Ya no hay nada que puedan hacer las Fuerzas Armadas –ninguna falla, ningún abuso– que vaya a producir un cambio de rumbo. Ni poner en peligro la relación con Estados Unidos por presuntos vínculos con organizaciones criminales (caso Cienfuegos); ni boicotear la que hubiera podido ser la investigación de mayor impacto del sexenio (caso Ayotzinapa); ni descuidar la seguridad de sus sistemas de información y crear un flanco de vulnerabilidad extrema para el gobierno (caso Guacamaya); ni pretextar la seguridad nacional para no acatar auditorias ni solicitudes de transparencia (casos NAIM y Tren Maya); ni masacrar civiles desarmados (caso Nuevo Laredo); ni operar un centro ilegal de espionaje contra civiles (caso #EjércitoEspía). Es difícil ponerle una fecha exacta, pero es fácil reconocer que México ya cruzó el punto de no retorno. El nuevo poder militar llegó para quedarse.
El nuevo poder militar
Y llegó, además, no desafiando al Poder Ejecutivo sino de la mano con él. Porque en cada uno de esos (y otros) casos López Obrador ha optado no por deslindarse, no por ofrecer garantías de una investigación imparcial e independiente, sino por defender a las Fuerzas Armadas. “Les tengo confianza”, le dijo a la reportera Nayeli Roldán cuando lo confrontó con la ilegalidad del espionaje contra periodistas y defensores de derechos humanos, como si tener el privilegio de su confianza exentara a los militares de su obligación de cumplir la ley. Cuando ella le preguntó si el general Audomaro Martínez Zapata (director del Centro Nacional de Inteligencia, antes CISEN) podría acudir a una conferencia mañanera a aclarar el uso del software Pegasus durante su administración, le replicó que no: “no tiene por qué”, “ustedes no van a poner la agenda”, “¿por qué les vamos a hacer el caldo gordo?”. El intercambio fue francamente revelador, inequívoco, transparente. El periodismo exige rendición de cuentas, el presidente responde ofreciendo impunidad.

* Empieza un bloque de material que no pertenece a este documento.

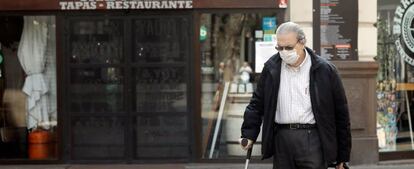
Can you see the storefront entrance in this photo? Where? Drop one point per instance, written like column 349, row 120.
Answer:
column 126, row 87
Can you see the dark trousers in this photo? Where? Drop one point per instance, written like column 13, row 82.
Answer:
column 298, row 149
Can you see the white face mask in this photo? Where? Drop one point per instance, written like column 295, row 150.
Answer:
column 289, row 56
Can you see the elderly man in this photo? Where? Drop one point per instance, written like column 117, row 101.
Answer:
column 301, row 101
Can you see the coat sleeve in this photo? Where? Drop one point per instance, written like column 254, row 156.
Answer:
column 342, row 120
column 253, row 114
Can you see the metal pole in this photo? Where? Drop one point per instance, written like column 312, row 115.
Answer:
column 409, row 119
column 219, row 118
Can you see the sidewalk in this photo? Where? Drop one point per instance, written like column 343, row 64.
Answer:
column 403, row 165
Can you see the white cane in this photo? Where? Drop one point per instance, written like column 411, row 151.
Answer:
column 245, row 142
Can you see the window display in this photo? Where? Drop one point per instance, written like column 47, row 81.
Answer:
column 28, row 88
column 230, row 61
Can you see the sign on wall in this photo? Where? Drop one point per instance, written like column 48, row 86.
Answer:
column 339, row 29
column 124, row 4
column 403, row 29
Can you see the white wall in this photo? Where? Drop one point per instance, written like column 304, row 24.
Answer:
column 367, row 33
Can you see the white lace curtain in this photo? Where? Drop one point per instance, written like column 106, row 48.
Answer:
column 32, row 53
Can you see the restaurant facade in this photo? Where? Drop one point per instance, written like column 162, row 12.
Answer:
column 160, row 81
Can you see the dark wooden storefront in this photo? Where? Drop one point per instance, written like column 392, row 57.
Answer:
column 142, row 111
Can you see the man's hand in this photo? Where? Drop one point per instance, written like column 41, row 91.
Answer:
column 340, row 166
column 249, row 144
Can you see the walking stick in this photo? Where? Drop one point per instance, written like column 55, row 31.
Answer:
column 249, row 152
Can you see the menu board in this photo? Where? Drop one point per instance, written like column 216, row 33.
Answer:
column 339, row 29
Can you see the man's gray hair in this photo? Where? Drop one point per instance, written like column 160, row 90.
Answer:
column 288, row 27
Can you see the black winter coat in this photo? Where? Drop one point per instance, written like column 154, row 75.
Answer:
column 329, row 106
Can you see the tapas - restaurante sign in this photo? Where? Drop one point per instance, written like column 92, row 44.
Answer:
column 124, row 4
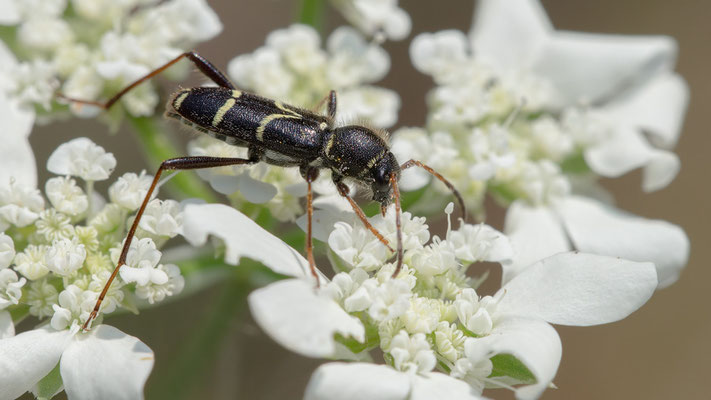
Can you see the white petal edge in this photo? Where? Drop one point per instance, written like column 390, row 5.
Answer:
column 17, row 160
column 27, row 358
column 355, row 381
column 658, row 108
column 625, row 150
column 508, row 33
column 660, row 171
column 594, row 68
column 242, row 237
column 601, row 229
column 533, row 342
column 106, row 364
column 579, row 289
column 7, row 327
column 292, row 314
column 435, row 385
column 534, row 233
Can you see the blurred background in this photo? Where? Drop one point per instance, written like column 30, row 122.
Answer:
column 659, row 352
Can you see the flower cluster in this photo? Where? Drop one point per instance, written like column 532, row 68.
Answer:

La conversación pública ha perdido mucho tiempo especulando si la lealtad de los uniformados está con la Constitución o con López Obrador, pero él no se cansa de dar muestras innegables de que es su lealtad, más bien, la que está con ellos. Lo que comunica, una y otra vez, es que el poder civil que él encabeza ya no está por encima sino al servicio del militar. Que el jefe del Estado Mexicano tenga que salir a dar la cara por las Fuerzas Armadas, a blindarlas políticamente, incluso a pagar todo el costo de sus fiascos y sus excesos, es en sí mismo el mensaje. Sus palabras lo reiteran, pero son secundarias. Lo más importante, lo esencial, es el gesto de protegerlas, en sentido figurado, con su propio cuerpo; de arroparlas como si fueran no responsables de hechos concretos que demandan explicaciones, sino objetos de una gran conspiración mediático-opositora que es imperativo desenmascarar. Los que portan las armas son las víctimas; quienes exhiben sus atropellos, los victimarios.

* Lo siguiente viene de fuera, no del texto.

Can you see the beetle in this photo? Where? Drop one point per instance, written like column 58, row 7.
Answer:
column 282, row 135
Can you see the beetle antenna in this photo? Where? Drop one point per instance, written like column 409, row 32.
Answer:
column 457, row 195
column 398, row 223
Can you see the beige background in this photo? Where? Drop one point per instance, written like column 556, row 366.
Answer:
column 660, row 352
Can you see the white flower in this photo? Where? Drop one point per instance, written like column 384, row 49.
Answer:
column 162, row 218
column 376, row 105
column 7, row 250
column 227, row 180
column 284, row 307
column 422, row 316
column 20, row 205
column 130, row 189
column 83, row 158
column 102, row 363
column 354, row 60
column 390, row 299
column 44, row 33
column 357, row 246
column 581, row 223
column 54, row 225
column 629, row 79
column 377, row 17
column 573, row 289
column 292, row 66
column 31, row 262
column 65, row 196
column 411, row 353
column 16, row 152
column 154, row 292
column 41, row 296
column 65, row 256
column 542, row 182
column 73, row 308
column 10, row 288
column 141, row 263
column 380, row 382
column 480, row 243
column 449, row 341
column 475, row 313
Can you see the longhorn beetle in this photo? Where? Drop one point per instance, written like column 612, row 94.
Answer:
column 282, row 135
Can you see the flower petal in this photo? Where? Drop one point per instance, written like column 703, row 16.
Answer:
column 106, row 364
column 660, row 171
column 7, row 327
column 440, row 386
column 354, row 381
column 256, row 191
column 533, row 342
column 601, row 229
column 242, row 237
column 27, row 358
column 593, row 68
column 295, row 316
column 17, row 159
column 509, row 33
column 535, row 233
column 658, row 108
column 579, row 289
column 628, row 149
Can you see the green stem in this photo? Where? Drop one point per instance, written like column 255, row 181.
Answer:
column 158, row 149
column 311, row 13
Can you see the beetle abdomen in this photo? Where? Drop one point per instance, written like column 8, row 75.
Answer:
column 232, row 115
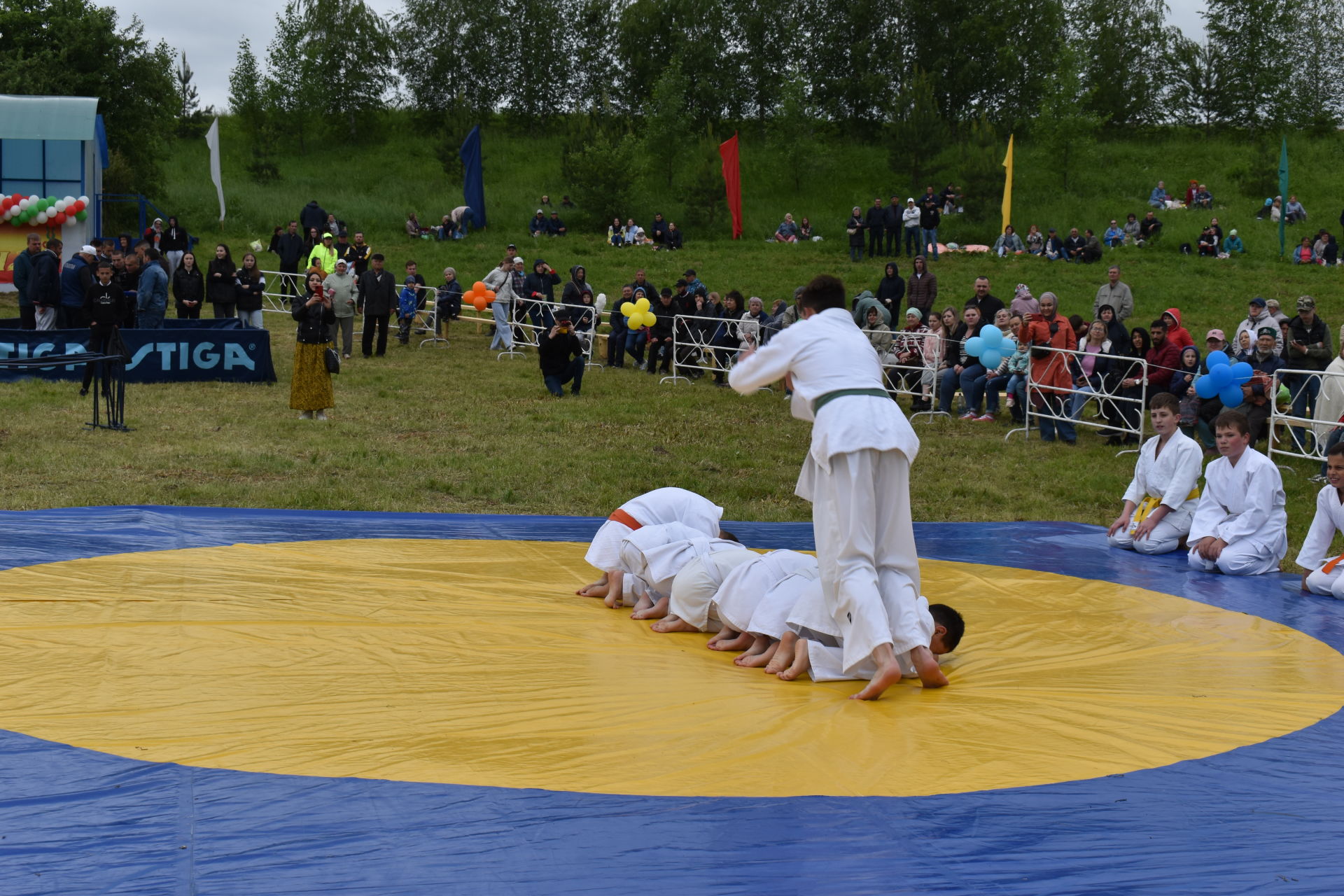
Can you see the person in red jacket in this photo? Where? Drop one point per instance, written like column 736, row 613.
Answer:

Más aún, los términos con que el presidente ha querido justificar su decisión de darle tantos encargos y recursos al Ejército en nada contribuyen a legitimar la supremacía del mando civil; al contrario, lo que hacen es menoscabarla. Porque si la milicia es más eficiente, más honesta y comprometida, ¿qué es entonces, por contraposición implícita, la administración pública? Si los soldados son “pueblo uniformado”, ¿qué es la burocracia? Si lo único que hacen las Fuerzas Armadas es cumplir con su deber leal y patrióticamente, ¿qué es lo que hacen quienes intentan fiscalizarlas, cuestionarlas o denunciarlas?
Ningún otro mandatario mexicano en la historia reciente había hecho tanto, ni de lejos, no solo por empoderar material y simbólicamente a los militares a costa de las autoridades civiles, sino por desactivar los controles y debilitar los límites a los que deben estar sujetos. El saldo de la “transformación”, en ese sentido, no será un país más seguro y democrático, será un México más injusto y arbitrario.